Se quedó callada un momento.
– Todavía no ha vuelto a casa.
Me fijé en un desvencijado Chevy que quería meterse delante de mí con prepotencia y aminoré un poco para cederle el paso.
– Esta mañana he ido a la fábrica; ¿te lo ha contado? -pregunté
– No la he visto desde el desayuno, entrenadora, y ahora, si me disculpa, tengo que ponerme a preparar la cena para mis hermanos.
Percibí una nota de inquietud en su voz.
– ¿Te preocupa que le haya ocurrido algo?
– No, no, supongo que no. Ha llamado y me ha dicho que vendría más tarde, o sea, dijo que tenía que hacer algo, a lo mejor horas extraordinarias, supongo, pero no me dijo el qué, sólo que me encargara de la cena de los niños, y, bueno, ya se sabe. Pero ya les hice el desayuno, y ahora el bebé no para de llorar, Julia no me ayuda y tengo que hacer el trabajo de Ciencias.
Me imaginé el atestado apartamento.
– Josie, mete al bebé en la cama. No le pasará nada malo por que llore un rato. Apaga el televisor y haz tu trabajo de Ciencias en la sala. Tus hermanos ya son mayorcitos y pueden abrirse una lata de lo que sea y jugar con sus Power Rangers en el comedor. ¿Tienes microondas? ¿No? Bueno, ¿tienes una lata de sopa? Caliéntala en el fogón y que se la coman. Tus estudios son lo primero. ¿De acuerdo?
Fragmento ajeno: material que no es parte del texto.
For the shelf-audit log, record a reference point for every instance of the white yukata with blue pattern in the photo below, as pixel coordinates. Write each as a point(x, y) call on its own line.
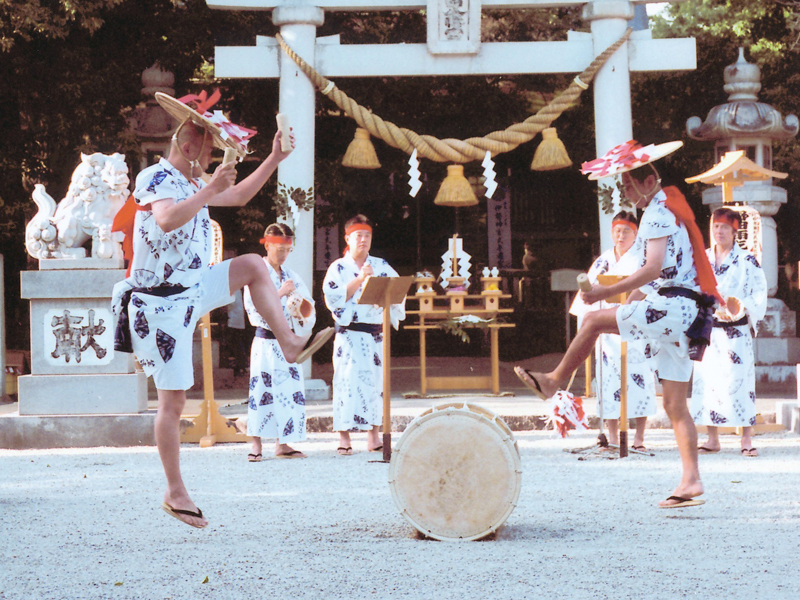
point(276, 404)
point(641, 381)
point(162, 327)
point(724, 384)
point(661, 321)
point(357, 356)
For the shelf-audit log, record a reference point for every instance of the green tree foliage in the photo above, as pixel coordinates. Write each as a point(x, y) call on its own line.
point(70, 73)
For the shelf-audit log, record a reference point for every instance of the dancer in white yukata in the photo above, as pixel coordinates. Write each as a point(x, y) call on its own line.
point(276, 404)
point(641, 381)
point(672, 297)
point(358, 346)
point(724, 385)
point(171, 284)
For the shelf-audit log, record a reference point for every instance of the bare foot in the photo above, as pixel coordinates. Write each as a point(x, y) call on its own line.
point(709, 448)
point(286, 451)
point(184, 510)
point(685, 492)
point(541, 384)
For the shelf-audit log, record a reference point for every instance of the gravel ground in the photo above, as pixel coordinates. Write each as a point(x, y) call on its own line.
point(87, 523)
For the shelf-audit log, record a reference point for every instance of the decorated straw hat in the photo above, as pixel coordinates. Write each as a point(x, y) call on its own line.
point(194, 107)
point(627, 157)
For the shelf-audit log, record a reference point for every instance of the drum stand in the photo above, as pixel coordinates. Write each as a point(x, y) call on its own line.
point(383, 292)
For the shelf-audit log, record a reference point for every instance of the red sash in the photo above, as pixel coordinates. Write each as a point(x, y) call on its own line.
point(677, 205)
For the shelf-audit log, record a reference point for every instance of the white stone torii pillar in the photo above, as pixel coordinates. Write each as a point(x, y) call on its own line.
point(297, 97)
point(298, 21)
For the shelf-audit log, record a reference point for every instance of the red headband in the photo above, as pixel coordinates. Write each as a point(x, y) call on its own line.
point(357, 227)
point(728, 220)
point(624, 222)
point(275, 239)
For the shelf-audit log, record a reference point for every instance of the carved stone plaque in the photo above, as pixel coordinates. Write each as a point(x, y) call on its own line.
point(79, 337)
point(454, 26)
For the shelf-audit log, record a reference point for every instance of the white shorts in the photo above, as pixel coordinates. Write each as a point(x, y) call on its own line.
point(662, 323)
point(162, 328)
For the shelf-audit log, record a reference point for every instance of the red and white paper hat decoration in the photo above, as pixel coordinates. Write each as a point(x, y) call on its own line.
point(626, 157)
point(195, 107)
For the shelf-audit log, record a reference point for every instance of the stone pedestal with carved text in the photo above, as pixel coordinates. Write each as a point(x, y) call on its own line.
point(74, 368)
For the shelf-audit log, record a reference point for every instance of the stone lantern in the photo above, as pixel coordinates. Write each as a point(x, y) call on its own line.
point(745, 124)
point(151, 123)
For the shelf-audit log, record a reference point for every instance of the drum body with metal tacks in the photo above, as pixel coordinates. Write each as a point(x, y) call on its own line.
point(455, 473)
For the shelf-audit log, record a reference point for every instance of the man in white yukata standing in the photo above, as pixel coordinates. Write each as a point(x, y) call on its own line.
point(358, 345)
point(724, 385)
point(641, 384)
point(672, 296)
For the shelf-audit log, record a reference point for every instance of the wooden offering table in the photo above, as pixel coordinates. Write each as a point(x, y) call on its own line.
point(435, 309)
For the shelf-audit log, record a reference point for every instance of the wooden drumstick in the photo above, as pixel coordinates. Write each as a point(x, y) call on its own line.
point(283, 127)
point(230, 156)
point(583, 283)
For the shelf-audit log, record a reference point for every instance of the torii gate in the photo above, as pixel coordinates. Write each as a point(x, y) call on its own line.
point(453, 48)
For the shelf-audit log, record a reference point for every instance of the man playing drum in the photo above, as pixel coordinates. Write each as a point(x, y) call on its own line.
point(672, 297)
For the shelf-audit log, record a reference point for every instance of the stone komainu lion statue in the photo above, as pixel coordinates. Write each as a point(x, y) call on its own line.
point(98, 189)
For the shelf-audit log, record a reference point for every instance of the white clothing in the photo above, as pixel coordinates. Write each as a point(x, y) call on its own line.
point(357, 355)
point(641, 387)
point(661, 318)
point(162, 327)
point(724, 385)
point(276, 403)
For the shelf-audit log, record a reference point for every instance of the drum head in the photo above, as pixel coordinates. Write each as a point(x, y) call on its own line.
point(455, 473)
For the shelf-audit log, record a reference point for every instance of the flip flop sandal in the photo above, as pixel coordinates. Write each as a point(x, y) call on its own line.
point(176, 512)
point(682, 502)
point(292, 454)
point(318, 342)
point(535, 387)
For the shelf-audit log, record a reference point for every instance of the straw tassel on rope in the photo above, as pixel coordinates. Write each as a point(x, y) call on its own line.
point(452, 150)
point(551, 153)
point(456, 190)
point(361, 153)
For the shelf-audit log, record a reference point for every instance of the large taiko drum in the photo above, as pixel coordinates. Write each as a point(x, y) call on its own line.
point(455, 473)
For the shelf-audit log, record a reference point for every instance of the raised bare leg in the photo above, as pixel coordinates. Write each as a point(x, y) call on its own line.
point(167, 432)
point(638, 438)
point(594, 323)
point(712, 443)
point(690, 485)
point(250, 270)
point(345, 446)
point(373, 439)
point(747, 442)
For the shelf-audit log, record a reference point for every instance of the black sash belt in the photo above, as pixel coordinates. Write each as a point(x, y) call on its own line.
point(122, 334)
point(361, 327)
point(264, 334)
point(699, 332)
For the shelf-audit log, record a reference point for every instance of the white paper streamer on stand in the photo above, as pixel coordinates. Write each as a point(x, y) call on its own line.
point(566, 412)
point(413, 174)
point(489, 174)
point(462, 260)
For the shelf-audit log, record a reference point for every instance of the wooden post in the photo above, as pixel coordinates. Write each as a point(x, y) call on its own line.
point(383, 292)
point(623, 401)
point(209, 439)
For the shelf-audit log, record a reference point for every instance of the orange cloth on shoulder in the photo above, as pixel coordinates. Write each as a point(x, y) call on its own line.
point(123, 221)
point(677, 205)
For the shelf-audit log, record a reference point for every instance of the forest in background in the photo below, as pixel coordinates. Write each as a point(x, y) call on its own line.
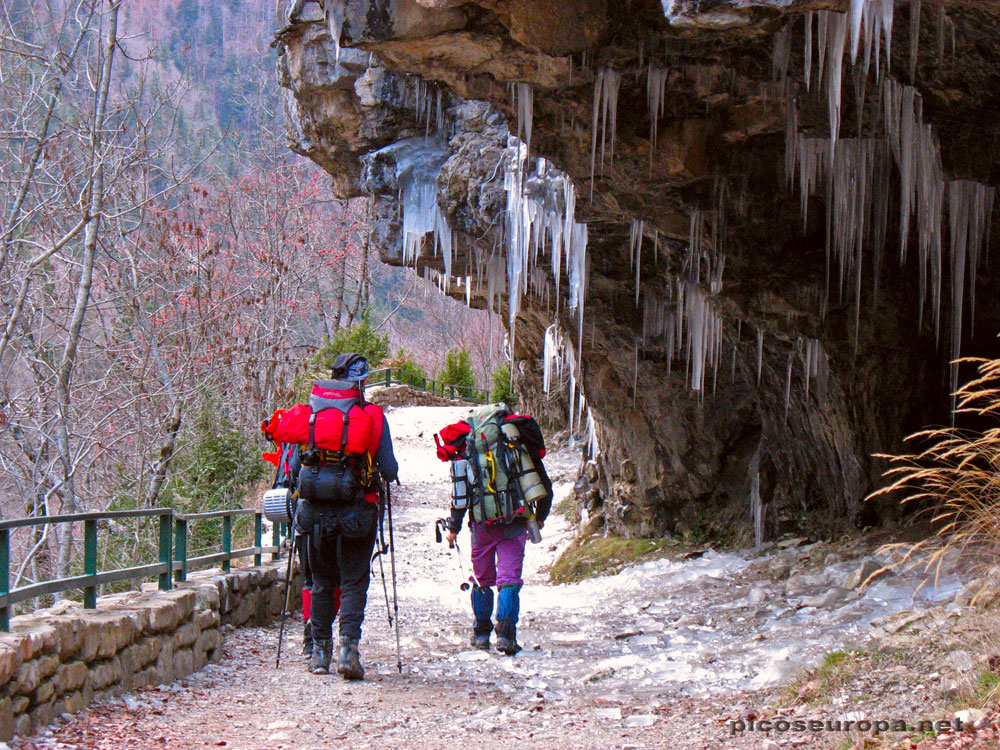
point(169, 271)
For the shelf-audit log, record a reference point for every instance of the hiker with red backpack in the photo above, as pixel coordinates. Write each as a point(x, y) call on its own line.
point(286, 459)
point(344, 447)
point(498, 477)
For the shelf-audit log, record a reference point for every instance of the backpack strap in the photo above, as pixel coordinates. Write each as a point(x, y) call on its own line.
point(343, 434)
point(375, 412)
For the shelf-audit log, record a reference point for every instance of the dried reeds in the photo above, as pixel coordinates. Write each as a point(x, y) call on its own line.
point(956, 479)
– De acuerdo, supongo; pero ¿qué voy a hacer si todo esto sigue como hasta ahora?
– ¿De verdad piensas que seguirá así?
El conductor de un camión hizo sonar la bocina; me había despistado y había dejado un gran hueco delante de mí.
– Si ha encontrado otro empleo, sí.
– Hablaré con tu madre sobre eso. De todos modos, tengo que hablar con ella. ¿Puedes apuntar mi número? Cuando vuelva, dile que me llame.
Una vez que hubo repetido mi número de teléfono, volví a darle el mensaje. Antes de colgar oí que le gritaba a su hermana que cuidara de María Inés si no quería que la metiera en la cama. Pensé que aquélla había sido mi buena obra del día, o mis dos buenas obras si contaba el haber encontrado a la patrona desaparecida de mi cliente.
Cuando llegué a casa los perros se volvieron locos de alegría, como si llevaran doce meses sin verme en lugar de doce horas. Morrell me dijo muy ufano que los había llevado hasta el lago; una verdadera proeza: no era capaz de subir el único tramo de escaleras de su piso cuando lo traje desde Zurich siete semanas antes. Todavía necesitaba bastón para andar, y Mitch había puesto en peligro el equilibrio de Morrell varias veces; después de tanto ejercicio tuvo que tumbarse una hora, pero había caminado las cuatro manzanas sin ningún percance y no parecía encontrarse peor después del paseo.
– Lo celebraremos -dije entusiasmada-. Hoy he superado a Sherlock Holmes, al menos esta tarde, y tú has superado a Hillary en el Everest. ¿Estás en forma para otra excursión, o voy a buscar algo?